ERADICATING SMALLPOX: another time, place, virus — Award Winning Book

Houston lawyer James Skelton recalls his stint with the Peace Corps

James Skelton finished his book about a deadly virus long before a global pandemic put epidemiology in the news. His intention, rather, was to tell the story of a group of Peace Corps volunteers dealing with all manner of health and logistical challenges. The book’s title covers it well: “Eradicating Smallpox in Ethiopia: Peace Corps Volunteers’ Accounts of Their Adventures, Challenges and Achievements.”

This month, the book won the Moritz Thomsen Peace Corps Experience Award, an annual honor for Peace Corps volunteers or staffers who best depict life in the Peace Corps.

“Eradicating Smallpox in Ethiopia” proved a complicated task for Skelton and his co-authors and co-editors. It comprises 18 essays written about efforts between the World Health Organization and the Peace Corps to rid the African nation of the disease in the 1970s.

“There was a certain amount of herding cats involved in this,” says Skelton, now an attorney living in Houston.

He had the initial idea in 2014 while having dinner with Vince Radke, one of the book’s contributors.

“I could just see these stories getting put together while he was talking,” Skelton says. “But I wasn’t aware of how much time it would take.”

Eradicating Smallpox in Ethiopia
Edited by James W. Skelton Jr., Gene L. Bartley, John Scott Porterfield and Alan Schnur
Peace Corps Writers Press
486 pages, $19.99 (paperback)

 

 

James Skelton

Skelton wasn’t worried about the writers’ recall of the time spent in Ethiopia, as he says, “most of us kept journals, and some of those journals were incredibly detailed. We all had our ways of bringing it back.”

Still, Skelton and his co-editors — Gene L. Bartley, John Scott Porterfield and Alan Schnur — had to take different voices telling different stories about different aspects of the experience and stitch them together into a single entity. One offering came in as a 90-page journal entry.

“I knew that wouldn’t work,” Skelton says. “We needed his view today of what happened then.”

Another challenge was that the group that worked in Ethiopia between 1970 and 1976 was experiencing attrition. Two doctors with the World Health Organization — Dr. Ciro de Quadros and Dr. Donald “D.A.” Henderson — had died. “Eradicating Smallpox in Ethiopia” is dedicated to them, and many of its essays serve as a sort of unofficial tribute. Henderson was the director of the WHO’s Global Smallpox Eradication Program. And de Quadros was the epidemiologist in charge of field operations in the country.

“I think the vast majority of our authors held them in the highest esteem,” Skelton says. “You can see it in how often they’re mentioned in the writings. Some of us dedicated a lot of our chapters to them.”

One of Skelton’s chapters paints a lively portrait of de Quadros, a charismatic and brilliant doctor.

“I just wanted to express how much I thought of the man,” he says. “He was a great example of a taskmaster, but one who did it in a way that made you feel good about your work.”

Together the essays present all manner of challenges the group faced. Some were bureaucratic: The WHO thought its resources might be better spent fighting other illnesses, particularly malaria, in other nations, even though by 1971 smallpox had been eradicated from every other African nation. Some were logistical: Descriptions of the terrain in Ethiopia present a nation with great geographic range and remote but populated regions that were incredibly difficult to reach.

Skelton thinks the breadth of writers and their experiences lends the book a unique space among others written about the subject.

“I think there’s insight here most other books don’t have about what was accomplished,” he says. “I think you get the hands-on feel here.”

The work was further complicated by changes within the country.

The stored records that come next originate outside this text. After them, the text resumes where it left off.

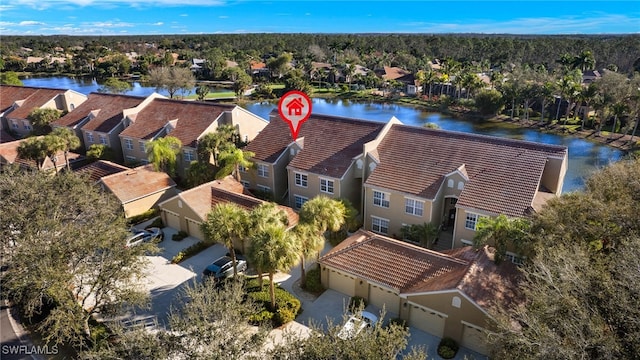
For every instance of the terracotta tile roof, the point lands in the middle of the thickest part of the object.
(100, 168)
(410, 269)
(503, 174)
(193, 118)
(330, 142)
(137, 182)
(36, 99)
(107, 109)
(221, 196)
(199, 197)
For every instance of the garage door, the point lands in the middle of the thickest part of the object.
(193, 229)
(343, 283)
(474, 338)
(172, 219)
(426, 320)
(380, 297)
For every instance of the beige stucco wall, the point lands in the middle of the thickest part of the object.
(395, 213)
(141, 205)
(442, 302)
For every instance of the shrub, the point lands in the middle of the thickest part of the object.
(447, 348)
(189, 252)
(179, 236)
(357, 303)
(313, 283)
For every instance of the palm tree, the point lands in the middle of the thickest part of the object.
(70, 140)
(33, 148)
(227, 224)
(232, 160)
(273, 249)
(163, 153)
(310, 242)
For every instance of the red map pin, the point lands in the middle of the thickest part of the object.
(294, 108)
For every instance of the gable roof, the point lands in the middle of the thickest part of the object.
(331, 158)
(410, 269)
(193, 118)
(136, 183)
(107, 109)
(30, 97)
(503, 174)
(100, 168)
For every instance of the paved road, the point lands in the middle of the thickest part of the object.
(15, 344)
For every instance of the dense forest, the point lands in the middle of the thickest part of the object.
(623, 51)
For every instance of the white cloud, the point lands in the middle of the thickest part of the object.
(30, 23)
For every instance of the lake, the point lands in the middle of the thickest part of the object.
(585, 156)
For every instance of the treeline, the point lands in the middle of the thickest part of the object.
(623, 51)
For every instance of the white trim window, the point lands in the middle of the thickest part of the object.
(301, 179)
(379, 225)
(299, 201)
(414, 207)
(380, 199)
(471, 221)
(189, 156)
(263, 170)
(326, 186)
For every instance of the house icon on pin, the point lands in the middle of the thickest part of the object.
(295, 107)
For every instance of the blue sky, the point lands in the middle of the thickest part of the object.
(134, 17)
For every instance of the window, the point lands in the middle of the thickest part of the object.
(263, 170)
(301, 179)
(189, 156)
(379, 225)
(471, 221)
(326, 186)
(414, 207)
(300, 200)
(380, 199)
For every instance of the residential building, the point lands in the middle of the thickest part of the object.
(139, 189)
(446, 295)
(188, 210)
(17, 102)
(101, 118)
(325, 159)
(453, 179)
(186, 120)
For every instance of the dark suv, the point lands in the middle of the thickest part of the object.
(223, 268)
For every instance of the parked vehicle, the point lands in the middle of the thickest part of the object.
(138, 236)
(222, 268)
(356, 324)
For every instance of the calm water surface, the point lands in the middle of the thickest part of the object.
(585, 156)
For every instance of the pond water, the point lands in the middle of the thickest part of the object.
(585, 156)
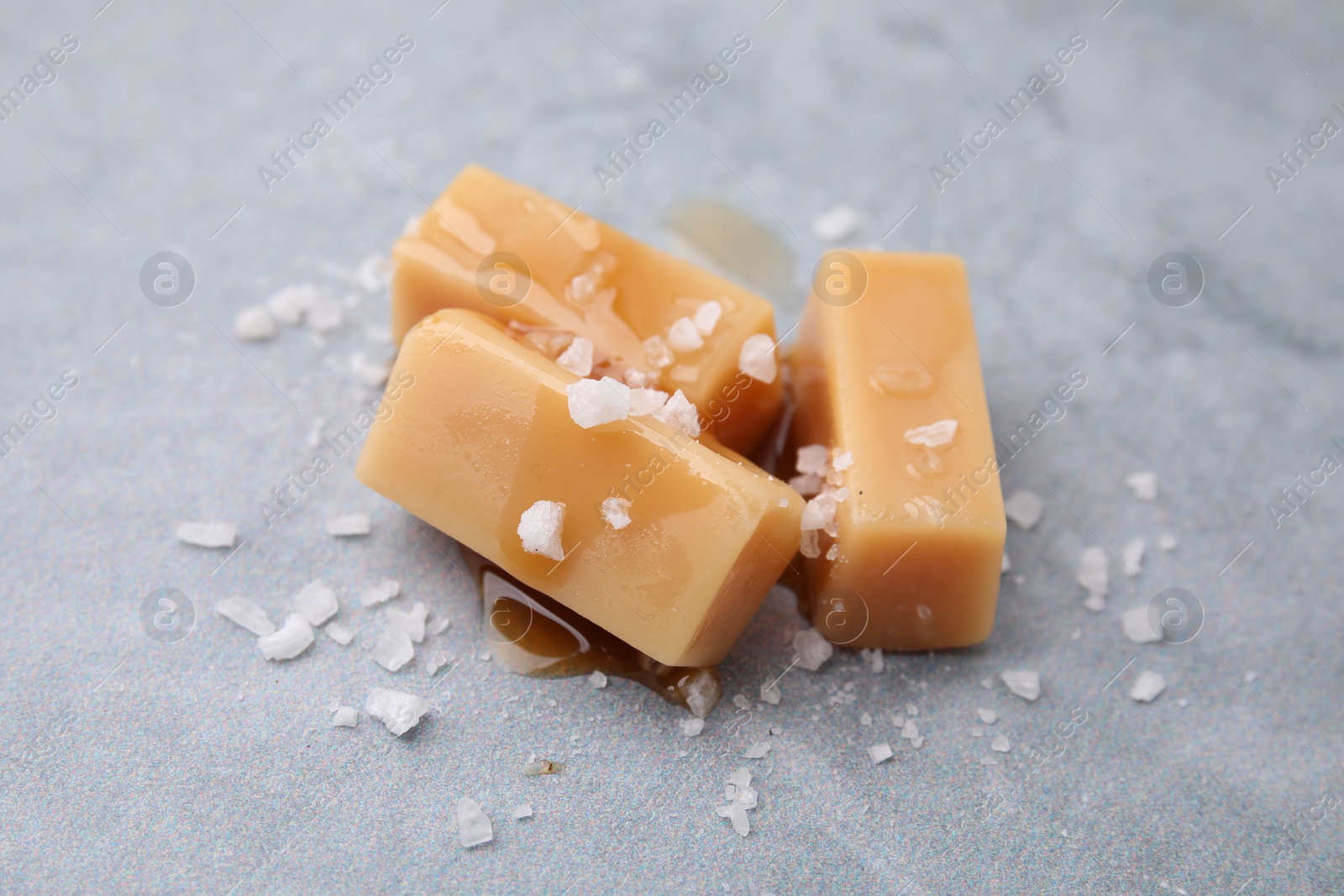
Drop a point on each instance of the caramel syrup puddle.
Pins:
(535, 636)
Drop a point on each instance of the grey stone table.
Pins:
(138, 766)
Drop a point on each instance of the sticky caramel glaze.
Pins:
(535, 636)
(481, 432)
(481, 214)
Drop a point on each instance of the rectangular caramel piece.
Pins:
(887, 378)
(479, 432)
(504, 250)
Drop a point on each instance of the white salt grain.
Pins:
(398, 711)
(932, 436)
(474, 825)
(1144, 485)
(757, 358)
(1136, 625)
(255, 325)
(578, 358)
(339, 633)
(393, 649)
(316, 602)
(207, 535)
(245, 613)
(683, 336)
(1025, 508)
(1133, 557)
(541, 527)
(409, 621)
(596, 402)
(812, 649)
(1147, 687)
(616, 512)
(835, 224)
(1021, 683)
(385, 590)
(349, 524)
(288, 641)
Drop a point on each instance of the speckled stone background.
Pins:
(136, 766)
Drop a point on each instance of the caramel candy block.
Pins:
(553, 273)
(651, 535)
(905, 532)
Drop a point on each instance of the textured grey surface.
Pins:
(132, 766)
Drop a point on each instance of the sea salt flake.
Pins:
(616, 512)
(349, 526)
(812, 649)
(1144, 485)
(932, 436)
(541, 527)
(578, 358)
(1023, 683)
(1025, 508)
(339, 633)
(707, 317)
(288, 641)
(474, 825)
(393, 649)
(1133, 557)
(757, 358)
(316, 602)
(409, 621)
(245, 613)
(1136, 625)
(596, 402)
(1147, 687)
(207, 535)
(835, 224)
(398, 711)
(385, 590)
(253, 324)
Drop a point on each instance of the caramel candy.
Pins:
(553, 273)
(905, 531)
(658, 539)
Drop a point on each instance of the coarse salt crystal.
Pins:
(207, 535)
(474, 825)
(316, 602)
(1025, 508)
(596, 402)
(245, 613)
(1023, 683)
(288, 641)
(578, 358)
(1144, 485)
(757, 359)
(385, 590)
(812, 649)
(932, 436)
(616, 512)
(683, 336)
(349, 526)
(707, 317)
(541, 527)
(253, 324)
(398, 711)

Ethiopia’s emperor, Haile Selassie, was overthrown in 1974, and a new government was installed, prompting the Peace Corps to withdraw. The WHO stayed in place a few years longer, until Ethiopia had been declared free of smallpox.

After Skelton left the Peace Corps in the early 1970s, he landed in Houston, where he earned a degree from the South Texas College of Law. His work continued to take him far from Houston, though, as he spent years as an international energy lawyer for ConocoPhillips. Today his law practice remains focused on international strategic relationships, work he says was inspired by observing WHO and Peace Corps negotiations with the Ministry of Health in Ethiopia decades ago. He’s also an adjunct professor at the University of Houston Law Center.

Photo by Jim Siemon in Teppi, Illubabor February 1971.  (L.to R) PCV Marc Strassburg,  Ato Shibberu, Teppi health office, Dr. Ciro de Quadros, and local governor of Teppi

Still, he found time over the past six years to write and edit, helping to assemble this account of an extraordinary accomplishment.

“It became clear to me pretty early on that these guys in the field were heroes,” he says. “I just thought they should be appreciated as such.”